Before reading the Court’s opinion, the class’s discussion began with a textual search for "The Right of Privacy" somewhere in the Declaration of Independence, Constitution of the United States, and Bill of Rights. Nope. Not anywhere there. 

Next, we would scrutinize Justice Douglas’s majority Griswold opinion for any Supreme Court precedent that had found "The Right of Privacy" somewhere, anywhere, in the Declaration of Independence, Constitution of the United States, or Bill of Rights. Nope. Not anywhere there, either.

As we used our magnifying glasses, we learned of the majority’s “penumbras” and “emanations,” constitutional nuggets that had somehow lain hidden for a couple of hundred years in several otherwise textually-clear amendments of the Bill of Rights.

Needless to say, none of the students could justify the majority opinion any more than Douglas and his majority brethren did.

So the “pro-choice” students—mostly young New York City females—began to talk policy and morality: Abortion was good policy and perfectly moral. In support of both, they recited the mantra of a woman’s penumbral- and emanational-based "right" to do what she wanted with her body—which was (and is) a euphemism for destroying a fetus. Then, no surprise, the discussion got hot. I deliberately began asking modestly “So abortion in, say, the first month of pregnancy is OK?” Sure. Absolutely. You better believe it. A woman’s right….don’t you know?” Etc.
 
By now you can guess where I went from there, day-by-day, week-by-week, month-by-month.

Inevitably, by pregnancy's mid-term some students were beginning to see the trap, and dropped out of the Socratic dialogue, evidently uneasy about where their professed pro-choice policy/morality stance was leading them.

But some held their ground until the denouement

"So," I asked with as much fake innocence as I could muster, "if a woman has a 'privacy' right to do whatever she wants with her body, she can destroy her baby any time she chooses, even though the infant is outside her body, the mother and child still attached by the umbilical cord?" 

After a few gasps died away, to their credit some students said "no"

Others did not. 

Whether the approval by some of such barbarism was an effort to be consistent, or not to agree with the professor, or for other reasons, it was clear to me that there were some who believed infanticide was, in principle, morally acceptable policy.

Sadly, I wasn't surprised then and I'm not surprised now that there are those (e.g., Virginia's governor and Governor Cuomo and the New York Legislature) who believe it is the government--not the sovereign individual--that decides whose freedom and even one's life is to be sacrificed for the benefit of others.

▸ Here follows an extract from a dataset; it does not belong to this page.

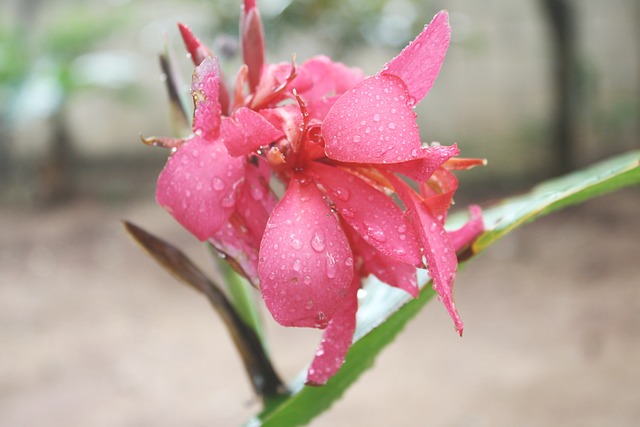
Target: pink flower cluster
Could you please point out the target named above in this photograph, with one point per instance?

For an example, a moments-before pregnant mother suffering not the joy of birth, but instead experiencing motherhood-remorse who can now in New York and doubtless soon elsewhere sacrifice a baby to whatever her psychological needs are (or may be, what, a day later, a month, a year?) Think slavery, conscription, polygamy, suicide, for whose lives and freedom has been, and is, sacrificed to the needs of others.

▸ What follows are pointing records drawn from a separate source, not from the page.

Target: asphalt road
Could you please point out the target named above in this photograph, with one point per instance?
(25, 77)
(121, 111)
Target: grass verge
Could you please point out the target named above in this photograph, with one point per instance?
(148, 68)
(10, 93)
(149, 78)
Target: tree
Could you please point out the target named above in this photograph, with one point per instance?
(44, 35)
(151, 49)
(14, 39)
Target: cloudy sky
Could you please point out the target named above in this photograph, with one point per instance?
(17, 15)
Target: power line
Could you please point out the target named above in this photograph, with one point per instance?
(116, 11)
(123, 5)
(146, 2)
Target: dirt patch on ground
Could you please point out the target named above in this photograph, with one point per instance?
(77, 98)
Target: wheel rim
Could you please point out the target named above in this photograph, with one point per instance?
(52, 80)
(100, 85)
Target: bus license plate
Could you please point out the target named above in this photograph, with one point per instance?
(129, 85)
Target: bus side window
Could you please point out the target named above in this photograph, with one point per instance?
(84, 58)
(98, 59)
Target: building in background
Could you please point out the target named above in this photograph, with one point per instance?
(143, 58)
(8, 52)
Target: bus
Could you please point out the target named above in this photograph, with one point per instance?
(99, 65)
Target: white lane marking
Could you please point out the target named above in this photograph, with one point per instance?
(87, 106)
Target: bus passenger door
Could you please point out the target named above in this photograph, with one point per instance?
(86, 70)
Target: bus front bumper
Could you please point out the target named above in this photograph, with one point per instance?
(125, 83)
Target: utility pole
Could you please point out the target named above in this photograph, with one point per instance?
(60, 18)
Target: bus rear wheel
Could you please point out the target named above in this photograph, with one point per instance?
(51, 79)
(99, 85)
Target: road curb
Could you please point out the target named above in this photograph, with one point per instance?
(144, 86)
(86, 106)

My attempts through writing and teaching to continue the work of others in exposing the anti-life premises and consequences of eugenics and abortion are dwarfed by comparison with Justice Clarence Thomas’s recent brilliantly devastating concurring opinion in KRISTINA BOX, COMMISSIONER, INDIANA DEPART- MENT OF HEALTH, ET AL. v. PLANNED PARENTHOOD OF INDIANA AND KENTUCKY, INC., ET AL (https://www.supremecourt.gov/opinions/18pdf/18-483_3d9g.pdf ). (Scroll down a few pages.)

Sadly, today there are too few truth-tellers, let alone those in a position to be heard by the many. Justice Thomas has done a potentially game-changing service not only to the Court and the American people, but to those of us who respect life—in all its forms.